Of course, the festival is not a charity (though it is a nonprofit corporation) and needn't be saddled with the same virtuous expectation of low overhead. But if the activities of which it consisted were more benign — with less wastage, less open greed, less gluttony — the dissonance between what it actually values and what it purportedly values wouldn't be so jarring. Stuffing ones face while fighting hunger just doesn't sit well.
The even more deleterious effect of that charitable giving — and one reason it so prominently features in all the marketing material — is that that it's feasible these festivals have allowed themselves to balloon into parodic gluttony because they have this $1 million to $2 million fig leaf. If this is the case, the donation doesn't simply cover the naked sin, but actually enables more of it. Would so many chefs, so many sponsors, so many attendees participate in such an exploitative endeavor without a charitable component to run moral interference? I doubt it.
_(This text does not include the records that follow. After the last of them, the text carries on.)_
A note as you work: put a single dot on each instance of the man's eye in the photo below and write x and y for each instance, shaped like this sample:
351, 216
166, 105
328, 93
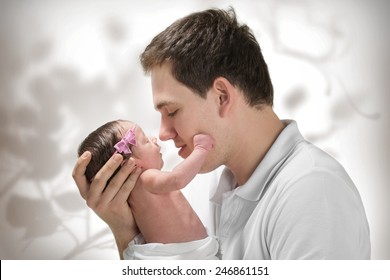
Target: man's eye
172, 113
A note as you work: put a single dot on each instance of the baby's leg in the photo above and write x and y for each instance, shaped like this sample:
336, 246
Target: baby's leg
165, 218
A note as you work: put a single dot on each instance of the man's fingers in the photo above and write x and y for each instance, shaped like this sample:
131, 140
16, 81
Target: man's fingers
116, 183
78, 173
101, 178
129, 185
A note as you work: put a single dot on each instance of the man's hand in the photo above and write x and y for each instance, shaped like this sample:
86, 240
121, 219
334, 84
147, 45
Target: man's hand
109, 202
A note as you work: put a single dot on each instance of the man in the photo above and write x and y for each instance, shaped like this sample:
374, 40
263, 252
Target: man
279, 196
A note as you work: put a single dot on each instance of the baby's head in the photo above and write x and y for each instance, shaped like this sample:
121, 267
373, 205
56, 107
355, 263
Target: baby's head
101, 144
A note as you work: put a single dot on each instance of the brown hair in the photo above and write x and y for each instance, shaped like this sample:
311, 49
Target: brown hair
101, 145
209, 44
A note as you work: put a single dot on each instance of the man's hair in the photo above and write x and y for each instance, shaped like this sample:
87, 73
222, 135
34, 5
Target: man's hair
209, 44
101, 145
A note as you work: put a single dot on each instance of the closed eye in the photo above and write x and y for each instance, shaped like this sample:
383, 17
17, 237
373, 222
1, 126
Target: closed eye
172, 114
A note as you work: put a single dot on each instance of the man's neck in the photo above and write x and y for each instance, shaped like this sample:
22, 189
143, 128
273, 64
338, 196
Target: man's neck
253, 138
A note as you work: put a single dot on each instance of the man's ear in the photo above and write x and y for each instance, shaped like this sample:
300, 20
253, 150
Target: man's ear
224, 91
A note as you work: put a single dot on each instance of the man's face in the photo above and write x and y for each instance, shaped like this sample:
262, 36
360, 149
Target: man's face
183, 113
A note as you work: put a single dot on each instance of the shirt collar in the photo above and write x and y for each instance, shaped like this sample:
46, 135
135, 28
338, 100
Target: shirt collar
274, 158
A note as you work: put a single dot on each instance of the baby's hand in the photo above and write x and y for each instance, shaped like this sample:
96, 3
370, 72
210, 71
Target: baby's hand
203, 141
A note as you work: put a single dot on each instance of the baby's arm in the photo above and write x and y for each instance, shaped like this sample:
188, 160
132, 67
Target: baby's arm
157, 181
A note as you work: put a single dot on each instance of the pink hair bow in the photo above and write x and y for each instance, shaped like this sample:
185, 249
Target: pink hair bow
123, 146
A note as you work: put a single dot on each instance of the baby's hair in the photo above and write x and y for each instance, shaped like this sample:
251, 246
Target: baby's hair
101, 145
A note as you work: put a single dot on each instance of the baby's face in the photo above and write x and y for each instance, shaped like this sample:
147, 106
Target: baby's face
147, 152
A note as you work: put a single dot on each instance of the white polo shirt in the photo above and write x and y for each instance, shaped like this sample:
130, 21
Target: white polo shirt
298, 204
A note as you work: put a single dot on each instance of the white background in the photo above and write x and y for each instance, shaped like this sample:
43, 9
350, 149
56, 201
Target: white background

It's easy to respond to any complaints with the verifiable and wonderful retort: We don't think the kids who otherwise would be hungry care one way or the other what the festival is like. That, of course, is true. But it also isn't an excuse. Worse, it uses the disadvantaged as human shields to deflect any incoming criticism. It uses charitable giving as carte blanche to act uncharitably. So next year, when the signs come out again and the banners are unfurled and the burger bash tickets go on sale for another $225, why not stay home and donate that money — or hell, 21 percent of it at least — directly to a charity. There'll be fewer lines to wait in and less hell to pay.